Mexico announced that it had also drawn on its $18bn international support fund for the first time yesterday. It used $500m of its $9bn US credit and C$83m of the C$1.5bn funds promised by the Canadian government.

Mexico's foreign exchange reserves fell by $600m to $5.55bn between 31 December and 6 January, reflecting a stampede out of the country by investors after the crisis devaluation of the peso just before Christmas.

The intervention to support the peso came as Mexican officials arrived in London to meet Bank of England and Treasury officials as well as a group of investors.

Francisco Gil Diaz, vice-governor of the Bank of Mexico, and Santiago Levi, deputy finance minister, spelt out details of the country's emergency economic programme and discussed the financial markets' reaction with officials at the Bank of England.

The Bank has put up some of the money for the $18bn international rescue fund.

The Mexicans' presentation met a mixed reception from British fund managers who attended the London meeting for investors. The visiting team insisted that Mexico was not insolvent, but had a short-term liquidity problem.

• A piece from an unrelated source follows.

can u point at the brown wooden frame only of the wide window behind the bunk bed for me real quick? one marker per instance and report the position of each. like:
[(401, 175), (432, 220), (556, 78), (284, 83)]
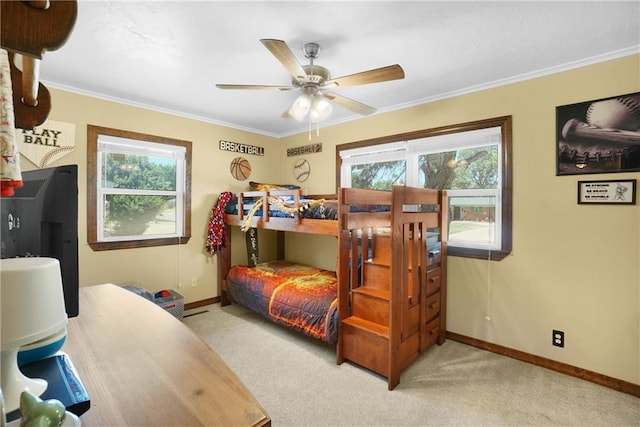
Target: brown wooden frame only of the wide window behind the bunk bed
[(505, 163)]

Tim Love, head of Latin American investment for Mercury Asset Management, said: ``Their credibility has definitely gone up another notch. I'm sure there will be more pressure on the currency, but that will come from people who are forced sellers.''

Mr Love said the Mexican presentation had reassured investors that the government would be able to meet its debt repayments this year. The international fund, along with $5.55bn in foreign currency reserves and income from privatisations, would easily cover payments of $28.5bn due on tesobonos, the dollar-linked government bonds.

Others were less comforted, however. Mark Turner, manager of Perpetual's Latin American portfolio, said: ``We did not come out of the meeting feeling better about Mexico. They did not say anything to improve sentiment.''

Mr Turner said that stabilising the peso would be crucial. ``Like other investors, we are keeping the assets looking for currency gains.''

Some investors are known to be keen to sell the bulk of their Mexican holdings, however.